Aucune précision n’est non plus fournie quant aux chiffres sur lesquels l’employeur s’est basé pour opérer une comparaison entre la quantité de gasoil utilisée résultant des fiches remplies par le salarié et les données de l’ordinateur de bord du camion pour les jours en question. Dans ces circonstances, une preuve contraire des faits reprochés à A ne s’avère guère possible.
Il ne saurait être permis à la société S1 de remédier à l’absence de précision originaire de la lettre de licenciement en apportant des précisions supplémentaires dans l’acte d’appel en rapport avec le prétendu mode opératoire reproché au salarié, en l’occurrence d’avoir procédé à un siphonage du gasoil à son domicile, manœuvres qui ne sont par ailleurs pas non plus précisées dans l’offre de preuve en instance d’appel.

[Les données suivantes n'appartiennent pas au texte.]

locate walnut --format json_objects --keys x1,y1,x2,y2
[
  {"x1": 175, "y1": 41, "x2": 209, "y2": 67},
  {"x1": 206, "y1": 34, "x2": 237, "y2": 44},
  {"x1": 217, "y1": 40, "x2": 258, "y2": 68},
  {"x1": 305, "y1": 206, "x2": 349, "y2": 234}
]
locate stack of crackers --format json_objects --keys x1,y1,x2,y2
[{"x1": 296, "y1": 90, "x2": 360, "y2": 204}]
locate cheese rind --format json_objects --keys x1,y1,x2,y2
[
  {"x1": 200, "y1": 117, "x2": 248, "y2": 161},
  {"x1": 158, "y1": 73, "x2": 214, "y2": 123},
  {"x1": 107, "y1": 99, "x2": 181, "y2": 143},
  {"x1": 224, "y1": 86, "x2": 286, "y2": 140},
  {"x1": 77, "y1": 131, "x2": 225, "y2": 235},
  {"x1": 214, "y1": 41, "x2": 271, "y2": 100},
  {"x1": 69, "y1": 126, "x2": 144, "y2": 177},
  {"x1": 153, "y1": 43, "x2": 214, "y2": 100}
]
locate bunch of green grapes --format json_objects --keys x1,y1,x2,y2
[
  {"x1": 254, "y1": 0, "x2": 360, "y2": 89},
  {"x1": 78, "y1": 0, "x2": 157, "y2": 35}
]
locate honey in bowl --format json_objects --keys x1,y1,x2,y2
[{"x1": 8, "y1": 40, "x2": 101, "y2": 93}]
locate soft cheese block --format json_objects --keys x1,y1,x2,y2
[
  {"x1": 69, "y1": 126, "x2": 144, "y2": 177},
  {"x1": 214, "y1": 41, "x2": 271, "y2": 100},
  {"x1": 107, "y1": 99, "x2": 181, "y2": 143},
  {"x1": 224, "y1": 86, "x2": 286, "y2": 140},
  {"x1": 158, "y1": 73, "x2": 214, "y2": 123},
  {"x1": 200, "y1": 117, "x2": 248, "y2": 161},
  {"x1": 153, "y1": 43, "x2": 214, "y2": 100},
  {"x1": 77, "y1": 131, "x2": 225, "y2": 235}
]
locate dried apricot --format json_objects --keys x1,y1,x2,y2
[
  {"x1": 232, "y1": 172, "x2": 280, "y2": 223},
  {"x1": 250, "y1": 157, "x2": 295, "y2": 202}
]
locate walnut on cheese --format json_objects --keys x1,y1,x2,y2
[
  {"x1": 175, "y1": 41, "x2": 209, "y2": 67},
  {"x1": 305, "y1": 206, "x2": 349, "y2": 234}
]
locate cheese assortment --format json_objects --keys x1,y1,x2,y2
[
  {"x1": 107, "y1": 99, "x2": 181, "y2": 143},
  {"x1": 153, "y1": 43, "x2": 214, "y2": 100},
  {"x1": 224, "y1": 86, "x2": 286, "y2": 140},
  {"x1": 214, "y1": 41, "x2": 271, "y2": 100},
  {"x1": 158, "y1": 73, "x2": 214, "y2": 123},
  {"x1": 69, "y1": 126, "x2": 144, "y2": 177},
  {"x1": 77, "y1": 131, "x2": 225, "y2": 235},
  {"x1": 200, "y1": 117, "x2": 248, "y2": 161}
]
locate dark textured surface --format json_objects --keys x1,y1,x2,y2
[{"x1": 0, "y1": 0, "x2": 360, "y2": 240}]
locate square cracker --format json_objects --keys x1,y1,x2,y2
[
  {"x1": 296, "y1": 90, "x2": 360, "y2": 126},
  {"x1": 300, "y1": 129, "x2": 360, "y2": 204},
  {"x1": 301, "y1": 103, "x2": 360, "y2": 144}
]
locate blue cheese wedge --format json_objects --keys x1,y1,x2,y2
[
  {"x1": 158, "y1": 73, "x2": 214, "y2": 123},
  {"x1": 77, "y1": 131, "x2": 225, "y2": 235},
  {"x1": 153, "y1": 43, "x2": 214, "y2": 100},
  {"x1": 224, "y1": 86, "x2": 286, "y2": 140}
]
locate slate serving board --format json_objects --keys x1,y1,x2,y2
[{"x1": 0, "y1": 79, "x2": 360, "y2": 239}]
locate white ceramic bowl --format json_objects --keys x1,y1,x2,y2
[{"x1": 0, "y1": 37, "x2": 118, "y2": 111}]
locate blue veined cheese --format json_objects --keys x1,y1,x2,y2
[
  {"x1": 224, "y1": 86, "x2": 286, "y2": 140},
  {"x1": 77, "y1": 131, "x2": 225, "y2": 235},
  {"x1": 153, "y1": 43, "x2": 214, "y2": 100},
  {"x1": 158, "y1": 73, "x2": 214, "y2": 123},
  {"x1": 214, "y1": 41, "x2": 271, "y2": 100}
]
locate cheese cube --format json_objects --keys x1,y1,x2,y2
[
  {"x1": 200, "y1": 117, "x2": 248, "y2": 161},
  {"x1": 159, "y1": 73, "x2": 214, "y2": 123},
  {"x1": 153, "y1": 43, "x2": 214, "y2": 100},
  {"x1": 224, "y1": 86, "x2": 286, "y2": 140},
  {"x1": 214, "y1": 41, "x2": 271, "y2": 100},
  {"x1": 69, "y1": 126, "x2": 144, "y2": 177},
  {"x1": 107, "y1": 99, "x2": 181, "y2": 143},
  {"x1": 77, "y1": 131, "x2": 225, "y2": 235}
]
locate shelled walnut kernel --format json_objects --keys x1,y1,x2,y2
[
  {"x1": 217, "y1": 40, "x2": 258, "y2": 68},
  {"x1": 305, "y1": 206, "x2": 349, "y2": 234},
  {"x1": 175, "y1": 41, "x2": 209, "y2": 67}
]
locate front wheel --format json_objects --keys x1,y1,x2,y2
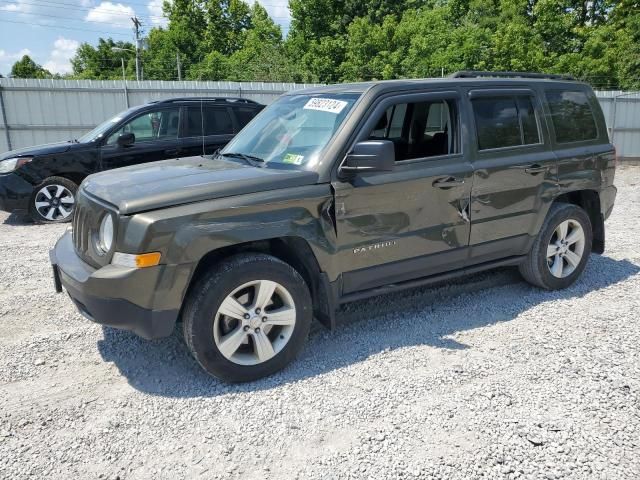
[
  {"x1": 29, "y1": 177, "x2": 78, "y2": 223},
  {"x1": 520, "y1": 203, "x2": 593, "y2": 290},
  {"x1": 183, "y1": 253, "x2": 312, "y2": 382}
]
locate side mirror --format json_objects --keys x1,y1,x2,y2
[
  {"x1": 118, "y1": 133, "x2": 136, "y2": 147},
  {"x1": 340, "y1": 140, "x2": 396, "y2": 173}
]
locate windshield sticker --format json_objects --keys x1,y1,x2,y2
[
  {"x1": 282, "y1": 153, "x2": 304, "y2": 165},
  {"x1": 303, "y1": 98, "x2": 348, "y2": 115}
]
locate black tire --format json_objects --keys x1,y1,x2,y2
[
  {"x1": 29, "y1": 177, "x2": 78, "y2": 223},
  {"x1": 182, "y1": 253, "x2": 313, "y2": 382},
  {"x1": 520, "y1": 203, "x2": 593, "y2": 290}
]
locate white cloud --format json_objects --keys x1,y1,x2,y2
[
  {"x1": 85, "y1": 2, "x2": 135, "y2": 28},
  {"x1": 254, "y1": 0, "x2": 291, "y2": 26},
  {"x1": 43, "y1": 37, "x2": 80, "y2": 74},
  {"x1": 147, "y1": 0, "x2": 168, "y2": 27},
  {"x1": 0, "y1": 0, "x2": 33, "y2": 13},
  {"x1": 0, "y1": 48, "x2": 31, "y2": 62}
]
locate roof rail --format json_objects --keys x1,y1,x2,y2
[
  {"x1": 152, "y1": 97, "x2": 258, "y2": 105},
  {"x1": 449, "y1": 70, "x2": 575, "y2": 80}
]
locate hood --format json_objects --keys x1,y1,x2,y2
[
  {"x1": 0, "y1": 142, "x2": 75, "y2": 161},
  {"x1": 82, "y1": 157, "x2": 318, "y2": 215}
]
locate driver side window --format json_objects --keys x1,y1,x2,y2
[
  {"x1": 107, "y1": 108, "x2": 180, "y2": 145},
  {"x1": 369, "y1": 100, "x2": 459, "y2": 161}
]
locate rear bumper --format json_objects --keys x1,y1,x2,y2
[
  {"x1": 49, "y1": 232, "x2": 180, "y2": 339},
  {"x1": 0, "y1": 173, "x2": 33, "y2": 212},
  {"x1": 600, "y1": 185, "x2": 618, "y2": 220}
]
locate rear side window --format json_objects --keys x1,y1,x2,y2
[
  {"x1": 472, "y1": 95, "x2": 540, "y2": 150},
  {"x1": 182, "y1": 106, "x2": 233, "y2": 137},
  {"x1": 546, "y1": 90, "x2": 598, "y2": 143},
  {"x1": 233, "y1": 107, "x2": 258, "y2": 128}
]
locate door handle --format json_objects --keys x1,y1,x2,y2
[
  {"x1": 524, "y1": 163, "x2": 547, "y2": 175},
  {"x1": 432, "y1": 177, "x2": 464, "y2": 188}
]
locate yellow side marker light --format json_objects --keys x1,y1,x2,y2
[{"x1": 111, "y1": 252, "x2": 161, "y2": 268}]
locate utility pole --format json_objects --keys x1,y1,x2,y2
[{"x1": 131, "y1": 17, "x2": 142, "y2": 81}]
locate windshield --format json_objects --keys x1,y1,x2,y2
[
  {"x1": 78, "y1": 109, "x2": 138, "y2": 143},
  {"x1": 221, "y1": 93, "x2": 360, "y2": 169}
]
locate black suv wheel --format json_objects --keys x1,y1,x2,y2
[
  {"x1": 520, "y1": 203, "x2": 593, "y2": 290},
  {"x1": 29, "y1": 177, "x2": 78, "y2": 223},
  {"x1": 183, "y1": 254, "x2": 312, "y2": 382}
]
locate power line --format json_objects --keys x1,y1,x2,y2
[
  {"x1": 2, "y1": 0, "x2": 290, "y2": 23},
  {"x1": 0, "y1": 0, "x2": 166, "y2": 23},
  {"x1": 0, "y1": 18, "x2": 131, "y2": 37}
]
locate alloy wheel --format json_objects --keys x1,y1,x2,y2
[
  {"x1": 35, "y1": 184, "x2": 75, "y2": 221},
  {"x1": 547, "y1": 219, "x2": 585, "y2": 278},
  {"x1": 213, "y1": 280, "x2": 296, "y2": 365}
]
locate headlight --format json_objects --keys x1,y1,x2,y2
[
  {"x1": 97, "y1": 213, "x2": 113, "y2": 254},
  {"x1": 0, "y1": 157, "x2": 32, "y2": 173}
]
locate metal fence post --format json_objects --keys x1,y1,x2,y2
[{"x1": 0, "y1": 85, "x2": 12, "y2": 150}]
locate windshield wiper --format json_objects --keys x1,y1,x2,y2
[{"x1": 218, "y1": 152, "x2": 264, "y2": 167}]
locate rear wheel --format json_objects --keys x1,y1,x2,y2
[
  {"x1": 29, "y1": 177, "x2": 78, "y2": 223},
  {"x1": 183, "y1": 254, "x2": 312, "y2": 382},
  {"x1": 520, "y1": 203, "x2": 593, "y2": 290}
]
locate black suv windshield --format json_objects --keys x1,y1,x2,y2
[
  {"x1": 221, "y1": 93, "x2": 360, "y2": 169},
  {"x1": 78, "y1": 107, "x2": 136, "y2": 143}
]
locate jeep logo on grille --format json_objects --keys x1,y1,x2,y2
[{"x1": 353, "y1": 240, "x2": 396, "y2": 254}]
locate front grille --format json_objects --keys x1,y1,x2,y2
[{"x1": 71, "y1": 189, "x2": 114, "y2": 268}]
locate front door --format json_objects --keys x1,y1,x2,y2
[
  {"x1": 333, "y1": 91, "x2": 473, "y2": 293},
  {"x1": 468, "y1": 88, "x2": 557, "y2": 263},
  {"x1": 101, "y1": 107, "x2": 182, "y2": 170}
]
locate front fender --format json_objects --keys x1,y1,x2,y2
[{"x1": 120, "y1": 184, "x2": 336, "y2": 278}]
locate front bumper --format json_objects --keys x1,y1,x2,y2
[
  {"x1": 49, "y1": 231, "x2": 181, "y2": 339},
  {"x1": 0, "y1": 173, "x2": 33, "y2": 212}
]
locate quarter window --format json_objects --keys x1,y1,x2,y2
[
  {"x1": 233, "y1": 107, "x2": 258, "y2": 128},
  {"x1": 369, "y1": 100, "x2": 459, "y2": 161},
  {"x1": 107, "y1": 108, "x2": 180, "y2": 145},
  {"x1": 183, "y1": 105, "x2": 233, "y2": 137},
  {"x1": 472, "y1": 96, "x2": 540, "y2": 150},
  {"x1": 546, "y1": 90, "x2": 598, "y2": 143}
]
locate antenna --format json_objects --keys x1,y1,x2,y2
[
  {"x1": 200, "y1": 98, "x2": 207, "y2": 157},
  {"x1": 131, "y1": 17, "x2": 142, "y2": 81}
]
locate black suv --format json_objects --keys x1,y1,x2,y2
[
  {"x1": 51, "y1": 72, "x2": 616, "y2": 381},
  {"x1": 0, "y1": 97, "x2": 264, "y2": 223}
]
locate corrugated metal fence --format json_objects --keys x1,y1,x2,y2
[
  {"x1": 0, "y1": 78, "x2": 640, "y2": 159},
  {"x1": 596, "y1": 90, "x2": 640, "y2": 160},
  {"x1": 0, "y1": 78, "x2": 320, "y2": 152}
]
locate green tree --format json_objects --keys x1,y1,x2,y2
[
  {"x1": 229, "y1": 3, "x2": 296, "y2": 82},
  {"x1": 11, "y1": 55, "x2": 52, "y2": 78},
  {"x1": 71, "y1": 38, "x2": 136, "y2": 80}
]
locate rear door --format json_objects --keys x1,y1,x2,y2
[
  {"x1": 467, "y1": 88, "x2": 558, "y2": 263},
  {"x1": 182, "y1": 102, "x2": 234, "y2": 156},
  {"x1": 100, "y1": 106, "x2": 180, "y2": 170},
  {"x1": 333, "y1": 91, "x2": 472, "y2": 293}
]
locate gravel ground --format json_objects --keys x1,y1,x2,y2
[{"x1": 0, "y1": 167, "x2": 640, "y2": 480}]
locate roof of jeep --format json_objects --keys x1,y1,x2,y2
[{"x1": 288, "y1": 76, "x2": 582, "y2": 95}]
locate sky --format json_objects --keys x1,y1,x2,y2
[{"x1": 0, "y1": 0, "x2": 291, "y2": 76}]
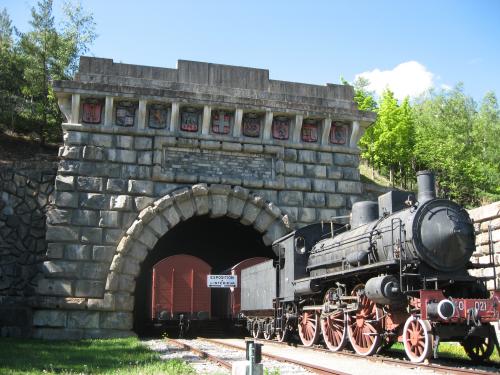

Compte tenu du caractère imprécis du prédit motif du licenciement, il n’y a dès lors pas lieu de surseoir à statuer en attendant le résultat de la plainte pénale déposée le 2 octobre 2017 contre A du chef de vol domestique.
Il résulte des développements qui précèdent qu’il y a lieu de confirmer le jugement entrepris, en ce que le tribunal de première instance est venu à la conclusion, bien que partiellement pour d’autres motifs, que le licenciement du 8 décembre 2014 était abusif. (C.S.J., 26/04/2018, 44671).